When engines are rebuilt, components which have been worn by friction are replaced or remachined, as appropriate. This usually involves resurfacing of the cylinder walls and the installation of oversized pistons and rings, along with the replacement of bearings and bearing structures. A new engine or a rebuilt engine is frictionally "tighter" than a worn engine such that frictionally generated heat is also greater. It is generally recommended that the cooling system of a relatively older vehicle be replaced or carefully checked when a rebuilt or new engine is installed because of the increased cooling requirements of a tighter engine. If a new or rebuilt engine is installed in a vehicle with an inadequate cooling system, engine failure resulting from overheating can occur. It should be noted that rebuilt engine failures can result from other factors which may be attributable to the engine rebuilder, the rebuilt engine installer, or to the vehicle operator.
In order to protect themselves from unfair warranty claims related to such engine failures, some engine rebuilders install heat indicator tabs at various locations on the block and heads of rebuilt engines to indicate if the engine has experienced overheating. One well known type of heat indicator tab is a small disk formed by an outer ring frame surrounding a center disk of a metal that melts at a temperature which would indicate overheating of the engine. The fusible disk may, for example, be an alloy of bismuth and lead in equal proportions, which melts at about 250.degree. F. The tab assembly is installed on a cleaned engine surface using a high temperature tolerant adhesive. Ideally, contact between the engine surface and the fusible disk allows engine heat to be transferred to the fusible disk. If the engine reaches an operating temperature which exceeds the melting temperature of the fusible disk, it melts and drains away from the heat indicator tab, giving visible evidence of overheating.
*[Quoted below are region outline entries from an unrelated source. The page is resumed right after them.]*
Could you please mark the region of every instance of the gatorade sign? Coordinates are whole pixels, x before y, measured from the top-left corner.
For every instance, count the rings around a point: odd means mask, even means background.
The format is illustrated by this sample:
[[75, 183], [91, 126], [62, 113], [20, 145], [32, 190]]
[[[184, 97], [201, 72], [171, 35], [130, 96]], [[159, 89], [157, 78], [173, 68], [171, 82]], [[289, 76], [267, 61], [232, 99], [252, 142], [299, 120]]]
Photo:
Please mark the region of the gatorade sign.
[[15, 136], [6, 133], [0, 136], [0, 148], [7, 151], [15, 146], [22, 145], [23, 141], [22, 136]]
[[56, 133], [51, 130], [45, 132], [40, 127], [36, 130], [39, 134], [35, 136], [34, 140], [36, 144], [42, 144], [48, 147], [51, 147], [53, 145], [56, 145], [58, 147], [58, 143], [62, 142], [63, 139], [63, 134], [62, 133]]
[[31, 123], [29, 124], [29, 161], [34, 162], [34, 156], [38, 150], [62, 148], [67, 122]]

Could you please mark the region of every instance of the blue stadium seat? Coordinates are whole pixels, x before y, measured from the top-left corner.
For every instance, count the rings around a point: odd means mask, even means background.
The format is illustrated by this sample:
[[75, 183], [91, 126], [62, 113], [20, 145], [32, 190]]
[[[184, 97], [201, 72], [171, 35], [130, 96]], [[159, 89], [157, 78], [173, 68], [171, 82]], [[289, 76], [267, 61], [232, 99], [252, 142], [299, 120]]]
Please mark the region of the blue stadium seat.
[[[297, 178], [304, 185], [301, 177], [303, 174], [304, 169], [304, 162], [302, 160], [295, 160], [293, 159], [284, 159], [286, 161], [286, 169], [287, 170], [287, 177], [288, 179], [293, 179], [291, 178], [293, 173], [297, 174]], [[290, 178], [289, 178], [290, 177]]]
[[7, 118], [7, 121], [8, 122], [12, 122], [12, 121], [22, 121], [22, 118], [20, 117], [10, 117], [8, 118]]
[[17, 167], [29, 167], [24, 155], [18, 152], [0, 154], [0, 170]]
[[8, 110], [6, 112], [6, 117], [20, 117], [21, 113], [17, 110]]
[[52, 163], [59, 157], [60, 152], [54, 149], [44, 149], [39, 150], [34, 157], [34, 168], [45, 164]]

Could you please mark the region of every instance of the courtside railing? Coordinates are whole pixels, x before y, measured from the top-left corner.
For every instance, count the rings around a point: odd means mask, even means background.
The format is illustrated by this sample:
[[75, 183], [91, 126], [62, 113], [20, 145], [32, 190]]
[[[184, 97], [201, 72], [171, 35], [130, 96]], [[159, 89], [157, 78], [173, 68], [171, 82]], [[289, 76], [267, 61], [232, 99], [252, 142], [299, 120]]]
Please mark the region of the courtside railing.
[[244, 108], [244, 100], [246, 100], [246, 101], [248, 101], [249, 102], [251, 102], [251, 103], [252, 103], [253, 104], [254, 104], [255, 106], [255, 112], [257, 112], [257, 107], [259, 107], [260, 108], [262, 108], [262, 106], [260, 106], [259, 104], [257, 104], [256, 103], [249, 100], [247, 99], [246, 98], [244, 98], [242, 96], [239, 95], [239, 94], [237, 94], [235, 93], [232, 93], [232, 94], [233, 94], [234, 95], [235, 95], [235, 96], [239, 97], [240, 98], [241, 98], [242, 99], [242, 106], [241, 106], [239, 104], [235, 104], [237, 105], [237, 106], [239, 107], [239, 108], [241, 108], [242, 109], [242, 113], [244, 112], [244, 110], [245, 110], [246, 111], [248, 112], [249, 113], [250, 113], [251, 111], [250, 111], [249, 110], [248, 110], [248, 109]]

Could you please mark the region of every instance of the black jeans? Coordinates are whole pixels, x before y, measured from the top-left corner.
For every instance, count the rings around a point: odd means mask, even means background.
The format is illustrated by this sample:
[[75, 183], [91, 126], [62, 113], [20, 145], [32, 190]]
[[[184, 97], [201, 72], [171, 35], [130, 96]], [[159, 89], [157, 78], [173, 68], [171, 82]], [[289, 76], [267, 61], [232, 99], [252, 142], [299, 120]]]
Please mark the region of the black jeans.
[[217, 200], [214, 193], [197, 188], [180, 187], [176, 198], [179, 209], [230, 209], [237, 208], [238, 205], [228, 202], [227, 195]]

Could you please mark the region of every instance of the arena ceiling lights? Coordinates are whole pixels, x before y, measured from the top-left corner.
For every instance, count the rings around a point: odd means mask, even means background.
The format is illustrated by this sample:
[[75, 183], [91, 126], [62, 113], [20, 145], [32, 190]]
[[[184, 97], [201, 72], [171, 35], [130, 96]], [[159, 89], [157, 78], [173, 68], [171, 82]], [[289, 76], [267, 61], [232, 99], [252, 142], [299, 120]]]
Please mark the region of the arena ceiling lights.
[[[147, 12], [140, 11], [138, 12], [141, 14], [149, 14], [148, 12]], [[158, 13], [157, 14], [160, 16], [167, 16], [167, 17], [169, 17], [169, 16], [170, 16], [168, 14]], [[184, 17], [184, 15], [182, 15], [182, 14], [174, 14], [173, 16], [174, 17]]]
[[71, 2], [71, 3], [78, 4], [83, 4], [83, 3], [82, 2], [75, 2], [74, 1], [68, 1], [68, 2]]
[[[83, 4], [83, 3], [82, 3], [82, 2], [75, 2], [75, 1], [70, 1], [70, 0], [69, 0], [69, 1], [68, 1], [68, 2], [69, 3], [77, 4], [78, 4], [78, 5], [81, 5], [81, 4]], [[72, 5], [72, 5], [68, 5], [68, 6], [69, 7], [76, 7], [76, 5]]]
One functional problem with such conventional heat indicator tabs is that if they are not installed carefully, a layer of adhesive can be left between the heat indicator tab and the engine surface which can form a heat insulator therebetween. Another possibility is that an air pocket can be left between the fusible disk and the surface of the engine to be monitored which can also act as an insulator therebetween. In either case, the engine may overheat and fail before the fusible disk reaches its melting point.